Die Literaturkritik reagierte überwiegend ablehnend
Die absehbare Zerschlagung des NS-Regimes war für Thomas Mann dann gleichbedeutend mit dem Ende der geschichtlichen Existenz der Deutschen als politisches und kulturell selbstbestimmtes Volk. Zwar werde es nach der reichsdeutschen Apokalypse noch soziales Leben in Deutschland geben, aber keine nationale Geschichte im emphatischen Sinne mehr.
Die Literaturkritik im besetzten Rest-Deutschland nahm den „Doktor Faustus“ überwiegend ablehnend auf. Walter Boehlich, der spätere Cheflektor des Suhrkamp Verlages, ätzte 1948 unter Anspielung auf Goethes Kommentar zur Schlacht von Valmy, das Dritte Reich sei eine „Epoche der Weltgeschichte gewesen, und Thomas Mann kann sagen, er sei nicht dabeigewesen“. Hans Egon Holt-husen prangerte an, daß dem Roman die „Idee Gottes“ fehle und die Stimme der Wahrheit in der transzendenzlosen, einem unerträglichen Relativismus huldigenden Welt des Autors nicht zu hören sei.
Der ehemalige SS-Kulturfunktionär Hans Ernst Schneider, der sich selbst „entnazifiziert“ hatte und der unter dem Pseudonym Hans Schwerte in der Bonner Republik noch eine glänzende akademische Karriere machte, klagte wie Holthusen den „glaubenslosen“ Großschriftsteller an, eine „metaphysisch verbrämte Kriegsschuldthese“ aufgestellt zu haben. Ist der Roman also nichts anderes als eine 700seitige Langfassung jener 58 knappen Rundfunkreden an „Deutsche Hörer“, Thomas Manns Beiträgen zur alliierten Kriegspropanda, die von Oktober 1940 bis zum November 1945 von der BBC ausgestrahlt wurden?
Eher nicht, meint Peter Uwe Hohendahl, Jahrgang 1936, emeritierter Germanist an der Cornell University (New York).

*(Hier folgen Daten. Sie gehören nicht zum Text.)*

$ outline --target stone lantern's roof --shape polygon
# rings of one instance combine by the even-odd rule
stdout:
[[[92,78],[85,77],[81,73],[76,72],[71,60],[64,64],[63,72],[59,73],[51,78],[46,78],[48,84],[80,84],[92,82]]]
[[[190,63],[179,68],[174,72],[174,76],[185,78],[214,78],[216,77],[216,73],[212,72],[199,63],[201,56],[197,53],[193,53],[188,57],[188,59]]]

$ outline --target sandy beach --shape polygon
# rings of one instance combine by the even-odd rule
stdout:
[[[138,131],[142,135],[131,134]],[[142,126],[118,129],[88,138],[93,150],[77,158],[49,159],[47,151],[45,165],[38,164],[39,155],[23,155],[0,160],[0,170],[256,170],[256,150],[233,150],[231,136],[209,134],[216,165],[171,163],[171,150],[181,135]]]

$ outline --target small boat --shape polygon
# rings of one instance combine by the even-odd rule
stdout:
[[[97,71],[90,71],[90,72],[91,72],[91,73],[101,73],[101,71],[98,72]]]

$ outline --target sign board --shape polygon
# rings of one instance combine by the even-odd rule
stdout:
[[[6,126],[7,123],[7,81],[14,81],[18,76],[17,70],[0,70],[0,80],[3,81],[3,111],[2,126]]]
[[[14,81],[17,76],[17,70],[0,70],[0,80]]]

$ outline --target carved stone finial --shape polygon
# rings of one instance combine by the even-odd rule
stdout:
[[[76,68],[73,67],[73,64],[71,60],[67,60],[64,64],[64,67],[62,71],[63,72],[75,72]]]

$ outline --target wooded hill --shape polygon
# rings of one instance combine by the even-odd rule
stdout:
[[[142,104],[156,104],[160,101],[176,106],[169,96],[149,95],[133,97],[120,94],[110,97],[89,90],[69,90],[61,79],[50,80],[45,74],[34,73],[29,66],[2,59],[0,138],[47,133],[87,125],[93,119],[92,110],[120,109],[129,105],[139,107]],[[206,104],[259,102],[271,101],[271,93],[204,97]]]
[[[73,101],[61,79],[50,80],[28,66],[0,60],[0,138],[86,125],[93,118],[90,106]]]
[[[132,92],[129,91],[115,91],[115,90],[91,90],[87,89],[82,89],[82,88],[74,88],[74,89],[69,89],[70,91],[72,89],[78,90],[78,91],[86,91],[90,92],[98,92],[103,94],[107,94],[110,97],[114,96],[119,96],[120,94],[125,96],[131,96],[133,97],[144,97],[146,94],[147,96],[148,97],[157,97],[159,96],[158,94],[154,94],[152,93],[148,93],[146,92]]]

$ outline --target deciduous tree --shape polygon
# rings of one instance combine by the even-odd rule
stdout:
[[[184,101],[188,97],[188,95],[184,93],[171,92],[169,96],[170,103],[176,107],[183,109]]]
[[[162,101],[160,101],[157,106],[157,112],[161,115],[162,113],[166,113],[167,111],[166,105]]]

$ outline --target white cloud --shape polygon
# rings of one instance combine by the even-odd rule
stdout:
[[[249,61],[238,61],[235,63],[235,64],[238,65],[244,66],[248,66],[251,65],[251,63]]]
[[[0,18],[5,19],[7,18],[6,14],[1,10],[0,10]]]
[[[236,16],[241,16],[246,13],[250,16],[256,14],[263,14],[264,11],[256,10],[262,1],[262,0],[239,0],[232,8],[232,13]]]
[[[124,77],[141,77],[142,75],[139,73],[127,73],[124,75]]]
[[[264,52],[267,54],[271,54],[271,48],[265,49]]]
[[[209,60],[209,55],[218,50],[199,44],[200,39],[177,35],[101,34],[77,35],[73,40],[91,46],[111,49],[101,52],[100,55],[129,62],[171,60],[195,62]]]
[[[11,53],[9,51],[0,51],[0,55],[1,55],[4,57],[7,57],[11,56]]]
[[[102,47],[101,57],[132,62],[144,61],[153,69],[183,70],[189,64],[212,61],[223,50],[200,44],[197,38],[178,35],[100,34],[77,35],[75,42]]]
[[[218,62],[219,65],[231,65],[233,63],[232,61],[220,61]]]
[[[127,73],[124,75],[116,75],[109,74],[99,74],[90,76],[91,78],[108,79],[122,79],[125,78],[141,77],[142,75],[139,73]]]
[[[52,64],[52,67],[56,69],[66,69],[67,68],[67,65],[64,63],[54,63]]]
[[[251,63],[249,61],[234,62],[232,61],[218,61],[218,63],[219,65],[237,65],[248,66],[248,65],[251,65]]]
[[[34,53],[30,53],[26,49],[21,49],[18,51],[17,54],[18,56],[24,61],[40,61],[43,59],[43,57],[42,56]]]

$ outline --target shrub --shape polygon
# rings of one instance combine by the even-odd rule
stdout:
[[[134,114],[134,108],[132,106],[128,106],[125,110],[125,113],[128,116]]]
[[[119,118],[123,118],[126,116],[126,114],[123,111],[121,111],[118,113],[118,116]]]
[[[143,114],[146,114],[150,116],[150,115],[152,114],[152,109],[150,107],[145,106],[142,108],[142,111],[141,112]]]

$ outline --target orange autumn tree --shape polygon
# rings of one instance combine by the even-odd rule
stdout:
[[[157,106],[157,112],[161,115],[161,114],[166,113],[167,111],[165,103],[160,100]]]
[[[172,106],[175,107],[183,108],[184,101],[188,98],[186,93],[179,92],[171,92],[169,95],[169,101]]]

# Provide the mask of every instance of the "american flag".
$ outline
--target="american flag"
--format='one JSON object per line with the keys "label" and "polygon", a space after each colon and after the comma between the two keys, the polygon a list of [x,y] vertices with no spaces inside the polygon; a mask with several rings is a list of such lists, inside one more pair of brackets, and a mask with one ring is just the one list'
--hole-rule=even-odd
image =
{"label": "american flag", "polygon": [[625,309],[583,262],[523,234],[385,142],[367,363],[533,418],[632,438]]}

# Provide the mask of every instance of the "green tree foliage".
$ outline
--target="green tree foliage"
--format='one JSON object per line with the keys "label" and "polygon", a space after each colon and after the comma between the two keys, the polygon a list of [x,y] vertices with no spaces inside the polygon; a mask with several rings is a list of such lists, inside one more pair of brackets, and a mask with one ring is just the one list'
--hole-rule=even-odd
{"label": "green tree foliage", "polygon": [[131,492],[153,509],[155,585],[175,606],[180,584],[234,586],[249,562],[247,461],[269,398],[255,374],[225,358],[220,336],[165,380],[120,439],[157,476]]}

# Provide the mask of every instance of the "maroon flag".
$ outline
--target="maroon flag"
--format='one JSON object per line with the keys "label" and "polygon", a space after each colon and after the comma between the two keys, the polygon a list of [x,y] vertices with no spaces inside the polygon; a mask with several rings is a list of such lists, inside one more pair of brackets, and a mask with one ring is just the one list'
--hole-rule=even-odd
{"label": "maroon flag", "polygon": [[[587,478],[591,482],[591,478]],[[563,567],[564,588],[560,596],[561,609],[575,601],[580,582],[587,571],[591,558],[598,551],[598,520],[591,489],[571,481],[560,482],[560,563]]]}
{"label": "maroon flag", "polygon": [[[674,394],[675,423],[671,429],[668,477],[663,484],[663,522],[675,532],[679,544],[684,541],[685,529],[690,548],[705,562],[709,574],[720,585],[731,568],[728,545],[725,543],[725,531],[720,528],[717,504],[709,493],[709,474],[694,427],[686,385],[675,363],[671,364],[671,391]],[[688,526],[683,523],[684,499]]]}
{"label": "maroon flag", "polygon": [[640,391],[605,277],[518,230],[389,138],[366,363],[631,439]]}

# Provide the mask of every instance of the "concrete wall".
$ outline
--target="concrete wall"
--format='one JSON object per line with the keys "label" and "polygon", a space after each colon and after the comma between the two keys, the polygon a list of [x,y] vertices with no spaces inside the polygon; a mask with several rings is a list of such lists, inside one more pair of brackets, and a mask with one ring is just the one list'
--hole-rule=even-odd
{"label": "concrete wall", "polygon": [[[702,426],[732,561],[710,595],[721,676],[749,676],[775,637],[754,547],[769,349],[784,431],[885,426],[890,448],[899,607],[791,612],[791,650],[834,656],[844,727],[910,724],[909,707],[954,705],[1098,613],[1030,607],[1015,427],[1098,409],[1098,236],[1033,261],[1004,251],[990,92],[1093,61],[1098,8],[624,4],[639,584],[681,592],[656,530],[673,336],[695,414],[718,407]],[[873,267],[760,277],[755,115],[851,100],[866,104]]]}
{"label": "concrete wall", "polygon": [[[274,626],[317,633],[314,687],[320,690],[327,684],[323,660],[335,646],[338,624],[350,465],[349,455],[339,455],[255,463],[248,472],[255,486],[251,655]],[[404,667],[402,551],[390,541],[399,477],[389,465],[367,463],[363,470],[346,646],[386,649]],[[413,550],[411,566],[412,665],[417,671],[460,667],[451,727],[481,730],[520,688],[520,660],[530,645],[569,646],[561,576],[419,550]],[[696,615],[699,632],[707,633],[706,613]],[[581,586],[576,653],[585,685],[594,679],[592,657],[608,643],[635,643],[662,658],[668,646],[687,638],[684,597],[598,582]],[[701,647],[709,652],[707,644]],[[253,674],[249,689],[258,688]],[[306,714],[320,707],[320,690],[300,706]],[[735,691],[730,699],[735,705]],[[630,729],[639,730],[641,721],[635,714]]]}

Falls sich nämlich der Roman lediglich als genaue Übersetzung des politischen Diskurses in plumpen, literarisch verpackten „Antifaschismus“ erwiese, „könnte man von einer Identität des Intellektuellen und des Künstlers Thomas Mann sprechen“ (Das Argument, 338/2022). Dafür liefere der Text zwar auf den ersten Blick eine Fülle von Indizien. Vor allem ist es die ahistorische Konstruktion einer über dreißig Generationen, 1.000 Jahre konstanten, keinem Wandel unterworfenen, angeblich typisch deutschen Mentalität, die auf einem historischen Sonderweg schnurgerade „von Luther zu Hitler“ habe führen müssen.

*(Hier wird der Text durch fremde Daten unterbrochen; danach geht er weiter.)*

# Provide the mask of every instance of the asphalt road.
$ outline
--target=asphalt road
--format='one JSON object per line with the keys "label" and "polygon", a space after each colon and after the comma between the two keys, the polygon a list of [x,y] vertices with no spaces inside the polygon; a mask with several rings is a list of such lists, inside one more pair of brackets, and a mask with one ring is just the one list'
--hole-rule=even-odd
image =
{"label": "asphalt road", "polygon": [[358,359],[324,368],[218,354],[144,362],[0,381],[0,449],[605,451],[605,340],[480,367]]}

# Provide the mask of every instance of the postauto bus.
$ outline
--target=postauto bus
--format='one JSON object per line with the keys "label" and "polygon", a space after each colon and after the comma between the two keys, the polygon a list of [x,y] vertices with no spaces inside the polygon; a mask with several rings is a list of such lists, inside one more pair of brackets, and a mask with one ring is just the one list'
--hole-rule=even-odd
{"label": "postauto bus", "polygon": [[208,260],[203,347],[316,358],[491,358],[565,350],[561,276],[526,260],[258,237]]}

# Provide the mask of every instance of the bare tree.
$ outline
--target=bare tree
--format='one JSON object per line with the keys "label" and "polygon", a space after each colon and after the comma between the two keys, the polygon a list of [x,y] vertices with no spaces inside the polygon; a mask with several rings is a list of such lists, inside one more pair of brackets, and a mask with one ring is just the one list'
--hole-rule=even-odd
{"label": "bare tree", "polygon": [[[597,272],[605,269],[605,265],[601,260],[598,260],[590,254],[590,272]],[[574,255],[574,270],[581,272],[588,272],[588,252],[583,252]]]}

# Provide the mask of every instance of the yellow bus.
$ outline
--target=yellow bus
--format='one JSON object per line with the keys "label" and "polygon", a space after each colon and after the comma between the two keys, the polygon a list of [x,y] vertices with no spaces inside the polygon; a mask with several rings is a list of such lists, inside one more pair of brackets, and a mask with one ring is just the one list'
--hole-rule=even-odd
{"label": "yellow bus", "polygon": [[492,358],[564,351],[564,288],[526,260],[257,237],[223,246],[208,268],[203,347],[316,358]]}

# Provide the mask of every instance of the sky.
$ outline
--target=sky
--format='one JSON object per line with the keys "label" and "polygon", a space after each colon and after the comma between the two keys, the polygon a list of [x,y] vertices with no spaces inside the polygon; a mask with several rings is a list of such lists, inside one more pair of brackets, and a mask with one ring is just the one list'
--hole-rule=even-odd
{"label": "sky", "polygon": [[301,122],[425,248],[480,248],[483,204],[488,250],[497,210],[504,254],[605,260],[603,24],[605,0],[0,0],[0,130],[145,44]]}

Das deutsche Selbstverständnis als „verspätete Nation“
Als Hauptquelle einer derart Ideengeschichte und Kulturanthropologie „essentialistisch“ verrührenden Geschichtsphilosophie verweist Hohendahl auf den Wälzer „Der deutsche Charakter in der Geschichte Europas“ (1937) aus der Feder des 1933 emigrierten, mit Thomas Mann in den USA wieder verbundenen deutsch-jüdischen Privatgelehrten Erich von Kahler.

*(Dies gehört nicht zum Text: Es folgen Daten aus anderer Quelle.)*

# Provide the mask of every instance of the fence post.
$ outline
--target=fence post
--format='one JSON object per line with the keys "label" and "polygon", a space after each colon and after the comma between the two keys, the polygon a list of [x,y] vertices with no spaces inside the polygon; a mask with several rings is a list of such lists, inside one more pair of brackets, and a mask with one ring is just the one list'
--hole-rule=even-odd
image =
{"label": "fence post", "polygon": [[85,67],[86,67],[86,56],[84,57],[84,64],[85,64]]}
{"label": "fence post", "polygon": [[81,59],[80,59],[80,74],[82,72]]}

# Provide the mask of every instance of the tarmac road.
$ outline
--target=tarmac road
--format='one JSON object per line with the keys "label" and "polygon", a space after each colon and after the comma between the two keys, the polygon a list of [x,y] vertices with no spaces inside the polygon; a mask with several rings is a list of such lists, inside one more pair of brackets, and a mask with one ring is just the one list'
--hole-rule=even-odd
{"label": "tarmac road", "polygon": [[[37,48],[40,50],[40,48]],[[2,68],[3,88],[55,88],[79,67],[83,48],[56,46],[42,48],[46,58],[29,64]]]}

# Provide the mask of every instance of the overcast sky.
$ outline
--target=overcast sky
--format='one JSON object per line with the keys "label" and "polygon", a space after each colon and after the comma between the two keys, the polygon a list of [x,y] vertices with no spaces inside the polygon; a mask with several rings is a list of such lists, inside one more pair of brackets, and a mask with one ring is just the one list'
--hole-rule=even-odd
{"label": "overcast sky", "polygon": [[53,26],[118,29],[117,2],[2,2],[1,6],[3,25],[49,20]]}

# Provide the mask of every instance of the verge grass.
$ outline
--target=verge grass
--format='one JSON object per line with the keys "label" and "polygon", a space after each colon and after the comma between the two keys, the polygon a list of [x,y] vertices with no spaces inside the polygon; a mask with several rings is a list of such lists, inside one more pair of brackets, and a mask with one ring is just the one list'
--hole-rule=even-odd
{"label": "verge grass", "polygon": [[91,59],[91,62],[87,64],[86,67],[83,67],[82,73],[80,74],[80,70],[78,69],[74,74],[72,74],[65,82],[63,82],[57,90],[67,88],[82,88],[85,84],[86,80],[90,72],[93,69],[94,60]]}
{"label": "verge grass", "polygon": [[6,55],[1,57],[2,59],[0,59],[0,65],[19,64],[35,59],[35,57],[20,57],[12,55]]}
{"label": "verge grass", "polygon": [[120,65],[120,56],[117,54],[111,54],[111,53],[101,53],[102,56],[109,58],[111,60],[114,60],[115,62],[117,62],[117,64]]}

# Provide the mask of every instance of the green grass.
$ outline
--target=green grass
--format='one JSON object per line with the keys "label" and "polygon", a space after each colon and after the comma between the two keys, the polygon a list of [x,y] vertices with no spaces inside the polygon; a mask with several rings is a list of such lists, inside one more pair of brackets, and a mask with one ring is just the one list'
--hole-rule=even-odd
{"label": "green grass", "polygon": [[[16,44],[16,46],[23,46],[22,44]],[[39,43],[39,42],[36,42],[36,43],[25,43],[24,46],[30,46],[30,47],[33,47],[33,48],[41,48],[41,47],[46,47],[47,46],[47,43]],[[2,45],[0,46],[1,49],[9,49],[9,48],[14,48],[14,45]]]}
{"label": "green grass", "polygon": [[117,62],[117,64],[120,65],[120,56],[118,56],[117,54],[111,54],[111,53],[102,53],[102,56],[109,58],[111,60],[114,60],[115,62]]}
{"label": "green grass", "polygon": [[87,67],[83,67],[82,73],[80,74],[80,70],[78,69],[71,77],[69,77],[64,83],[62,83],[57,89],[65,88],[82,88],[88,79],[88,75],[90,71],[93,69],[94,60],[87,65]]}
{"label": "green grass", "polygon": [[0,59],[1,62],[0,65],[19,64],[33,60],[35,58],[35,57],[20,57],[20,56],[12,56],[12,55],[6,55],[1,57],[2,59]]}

Wie in den fast zeitgleich erschienenen „Studien über Autorität und Familie“ (1936) von Max Horkheimer und Theodor W. Adorno und Helmuth Plessners „Schicksal deutschen Geistes im Ausgang seiner bürgerlichen Epoche“ (1935) steht von Kahlers Entwurf eines „überzeitlichen Charakterbildes“ in der von Herder und Hegel begründeten Denktradition, historische Prozesse mit dem Wirken von – im Laufe des 19. Jahrhunderts nicht nur von deutschen Kulturtheoretikern auch als ethnisch-rassisch determiniert begriffenen – „Volksgeistern“ zu erklären.
Die deutsche „Seele“, den „deutschen Geist“ oder „das deutsche Wesen“ sieht von Kahlers Sozialpsychologie gekennzeichnet durch einen fundamentalen Irrationalismus, der die in Nacht und Tod verliebten Deutschen daran hinderte, sich in die demokratische Zivilisation des Westens einzufügen. Sie an westlichen Normen messend, qualifizierten von Kahler und Plessner die deutsche konsequent als „die verspätete Nation“, eine Zuschreibung, die seit das 1950ern das „antifaschistische“, ins „Antideutsche“ umgeschlagene Selbstverständnis der westdeutschen Intelligenz prägte.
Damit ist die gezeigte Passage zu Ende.